Revved up about a cause
NASCAR’s Ward Burton gives back to the environment
By Harold Raker
The Daily Item
“When my older son Jeb was 9, he killed his first wild turkey. When I was 9, you didn’t see wild turkey. But having him bag his first turkey with the same gun that I was brought up on, watching that and just coming out and teaching him how to clean it and all that, that was a lot more endurable (memory) than if I’d have done it myself,” he said.
“I’ve always had two passions in life. One was racing. One was outdoors. Growing up racing go-karts as a child in the summer I did everything I could to get out of school and (that included) hunting, and playing in the woods in the winter,” he said.
“When I started having some success in racing, I started trying to figure out how to tie that into the responsibility I feel like we all have for the outdoors. We all have a responsibility to take care of the natural resources,” he said.
Burton is not involved in racing at the moment, but has not ruled out a return to the sport, even this season. He is also helping son Jeb, now 16, pursue a racing career.
Nevertheless, he will never forsake what he believes to be his duty to promote the care of the environment.
“I owe a lot to a lot of people for having success in racing and I may go back into racing sometime in the near future. But, I always held racing was a career and outdoors was a lifetime endeavor. (The outdoors) is not a career, it is a lifetime passion,” he said.
Burton said that if he had not had success in racing, he would probably be living in a log cabin somewhere. “I would be roughing it a little bit more than I do now. The wife and kids don’t like to rough it as much as I do,” he said with a laugh.
Even though the height of Burton’s success is, for the time being, behind him, he said that the foundation is solid and no longer depends on his success in motorsports.
“No endeavor can live depending on a personality or an individual. It has to be a cause,” he said.
Burton’s foundation has been responsible for taking numerous children, many of them with illnesses, into the outdoors.
Moreover, Burton has lent his time and expertise to other organizations with similar goals.
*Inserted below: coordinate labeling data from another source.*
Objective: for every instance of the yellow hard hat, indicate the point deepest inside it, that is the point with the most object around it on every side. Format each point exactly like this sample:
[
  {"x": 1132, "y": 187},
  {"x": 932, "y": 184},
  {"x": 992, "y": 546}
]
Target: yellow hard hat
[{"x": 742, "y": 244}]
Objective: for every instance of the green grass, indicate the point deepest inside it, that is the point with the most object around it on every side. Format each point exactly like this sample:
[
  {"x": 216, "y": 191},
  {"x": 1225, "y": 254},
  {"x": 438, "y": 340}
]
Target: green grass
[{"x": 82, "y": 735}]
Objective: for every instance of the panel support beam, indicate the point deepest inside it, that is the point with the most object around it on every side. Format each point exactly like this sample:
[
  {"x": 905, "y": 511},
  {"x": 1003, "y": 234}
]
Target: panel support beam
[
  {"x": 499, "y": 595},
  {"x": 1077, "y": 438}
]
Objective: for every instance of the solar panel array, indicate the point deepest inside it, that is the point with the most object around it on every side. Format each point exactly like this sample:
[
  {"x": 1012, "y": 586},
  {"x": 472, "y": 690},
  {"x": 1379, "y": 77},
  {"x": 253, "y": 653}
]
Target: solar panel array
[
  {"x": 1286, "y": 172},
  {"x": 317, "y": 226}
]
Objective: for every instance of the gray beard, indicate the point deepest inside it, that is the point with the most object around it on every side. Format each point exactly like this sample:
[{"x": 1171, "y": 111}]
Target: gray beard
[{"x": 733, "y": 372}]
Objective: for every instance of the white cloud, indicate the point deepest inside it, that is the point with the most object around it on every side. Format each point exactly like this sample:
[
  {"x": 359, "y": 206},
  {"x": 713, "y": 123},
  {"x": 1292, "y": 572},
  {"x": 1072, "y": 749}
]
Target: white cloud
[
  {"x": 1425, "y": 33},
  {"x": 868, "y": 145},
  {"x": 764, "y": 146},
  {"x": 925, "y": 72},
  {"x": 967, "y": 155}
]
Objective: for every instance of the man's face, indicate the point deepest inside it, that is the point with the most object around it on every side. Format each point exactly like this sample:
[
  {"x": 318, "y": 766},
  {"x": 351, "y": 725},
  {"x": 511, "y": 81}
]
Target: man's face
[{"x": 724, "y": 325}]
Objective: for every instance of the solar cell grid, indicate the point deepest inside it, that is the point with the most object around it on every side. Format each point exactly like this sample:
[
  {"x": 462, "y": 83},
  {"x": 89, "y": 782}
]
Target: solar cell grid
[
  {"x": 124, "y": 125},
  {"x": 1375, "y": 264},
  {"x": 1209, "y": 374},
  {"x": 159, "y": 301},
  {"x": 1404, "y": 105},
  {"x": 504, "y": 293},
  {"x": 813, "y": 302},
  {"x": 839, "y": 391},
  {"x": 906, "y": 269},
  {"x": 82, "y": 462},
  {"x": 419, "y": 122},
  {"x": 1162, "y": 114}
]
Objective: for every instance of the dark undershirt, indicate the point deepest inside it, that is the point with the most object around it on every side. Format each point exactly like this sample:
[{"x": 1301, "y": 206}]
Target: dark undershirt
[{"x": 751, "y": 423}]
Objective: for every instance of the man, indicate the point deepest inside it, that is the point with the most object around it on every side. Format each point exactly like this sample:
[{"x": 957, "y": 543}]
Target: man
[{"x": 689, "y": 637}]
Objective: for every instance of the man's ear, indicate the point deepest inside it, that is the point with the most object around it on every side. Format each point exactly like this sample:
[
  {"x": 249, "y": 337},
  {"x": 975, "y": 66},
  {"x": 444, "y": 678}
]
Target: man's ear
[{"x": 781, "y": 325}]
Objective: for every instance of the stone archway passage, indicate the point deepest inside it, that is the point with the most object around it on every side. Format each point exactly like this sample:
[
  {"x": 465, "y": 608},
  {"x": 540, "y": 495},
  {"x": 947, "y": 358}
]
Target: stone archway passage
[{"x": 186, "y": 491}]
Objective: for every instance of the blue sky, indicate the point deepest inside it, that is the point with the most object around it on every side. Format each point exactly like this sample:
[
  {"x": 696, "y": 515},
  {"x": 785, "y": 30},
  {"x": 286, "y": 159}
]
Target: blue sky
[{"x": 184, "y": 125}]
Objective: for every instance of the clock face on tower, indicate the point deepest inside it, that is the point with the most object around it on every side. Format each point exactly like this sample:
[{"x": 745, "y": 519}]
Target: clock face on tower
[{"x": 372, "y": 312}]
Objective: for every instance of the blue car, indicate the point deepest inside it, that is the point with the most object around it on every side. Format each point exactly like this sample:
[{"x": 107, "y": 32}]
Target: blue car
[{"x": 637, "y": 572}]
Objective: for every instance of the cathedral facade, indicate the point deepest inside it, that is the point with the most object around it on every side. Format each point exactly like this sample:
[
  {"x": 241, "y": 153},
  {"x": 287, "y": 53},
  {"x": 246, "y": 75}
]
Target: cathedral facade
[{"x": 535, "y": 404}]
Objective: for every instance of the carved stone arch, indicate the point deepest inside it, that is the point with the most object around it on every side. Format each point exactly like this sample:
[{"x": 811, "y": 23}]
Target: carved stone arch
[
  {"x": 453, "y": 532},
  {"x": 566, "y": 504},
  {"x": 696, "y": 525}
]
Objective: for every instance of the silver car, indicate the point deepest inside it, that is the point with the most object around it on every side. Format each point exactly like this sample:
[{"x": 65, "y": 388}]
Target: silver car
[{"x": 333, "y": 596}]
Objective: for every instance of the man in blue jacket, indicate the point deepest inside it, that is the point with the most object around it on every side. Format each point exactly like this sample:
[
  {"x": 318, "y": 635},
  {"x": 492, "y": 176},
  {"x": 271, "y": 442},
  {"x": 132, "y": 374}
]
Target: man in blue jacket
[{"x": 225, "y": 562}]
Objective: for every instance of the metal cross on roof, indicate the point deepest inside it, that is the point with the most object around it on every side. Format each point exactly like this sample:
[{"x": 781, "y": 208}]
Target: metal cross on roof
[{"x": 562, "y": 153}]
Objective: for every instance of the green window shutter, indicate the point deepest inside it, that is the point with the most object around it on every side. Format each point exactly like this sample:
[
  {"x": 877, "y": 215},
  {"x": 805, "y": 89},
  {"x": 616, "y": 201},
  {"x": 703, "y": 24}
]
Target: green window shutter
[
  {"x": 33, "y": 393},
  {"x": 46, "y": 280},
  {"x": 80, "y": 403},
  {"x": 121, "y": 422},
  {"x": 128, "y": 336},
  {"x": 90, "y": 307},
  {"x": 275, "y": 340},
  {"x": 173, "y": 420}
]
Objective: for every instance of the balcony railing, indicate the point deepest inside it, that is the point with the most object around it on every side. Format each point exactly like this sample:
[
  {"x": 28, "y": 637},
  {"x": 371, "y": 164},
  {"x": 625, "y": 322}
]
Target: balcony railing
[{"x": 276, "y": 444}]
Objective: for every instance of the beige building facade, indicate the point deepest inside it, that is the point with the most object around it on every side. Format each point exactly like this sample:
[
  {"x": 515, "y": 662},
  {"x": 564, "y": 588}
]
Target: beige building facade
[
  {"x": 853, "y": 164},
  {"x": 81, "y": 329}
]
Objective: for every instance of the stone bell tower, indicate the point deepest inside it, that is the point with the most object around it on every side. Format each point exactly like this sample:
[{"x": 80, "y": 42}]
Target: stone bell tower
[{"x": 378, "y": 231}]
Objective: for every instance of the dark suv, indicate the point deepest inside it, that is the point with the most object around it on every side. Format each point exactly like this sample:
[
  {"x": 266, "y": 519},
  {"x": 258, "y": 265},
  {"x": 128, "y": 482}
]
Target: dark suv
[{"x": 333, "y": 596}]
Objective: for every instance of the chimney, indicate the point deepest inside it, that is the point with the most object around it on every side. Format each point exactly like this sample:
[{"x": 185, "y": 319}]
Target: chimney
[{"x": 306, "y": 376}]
“Certainly mine is not the only one out there and it’s not the only one that’s got a good cause, so if we all work together, we can all be strong and make a difference,” he said.
Burton has had his conflicts with those who oppose his views, most notably People for the Ethical Treatment of Animals.
“They live in la la land. They live in concrete jungles and they don’t understand where their ancestors came from,” Burton said. “Their ancestors would not have made it if it had not been for fishing and using the natural resource.
“And to tell me that this black belt that I’ve got on is something wrong because it’s leather, I think they are definitely barking up a tree that I think most Americans don’t have any sympathy for.”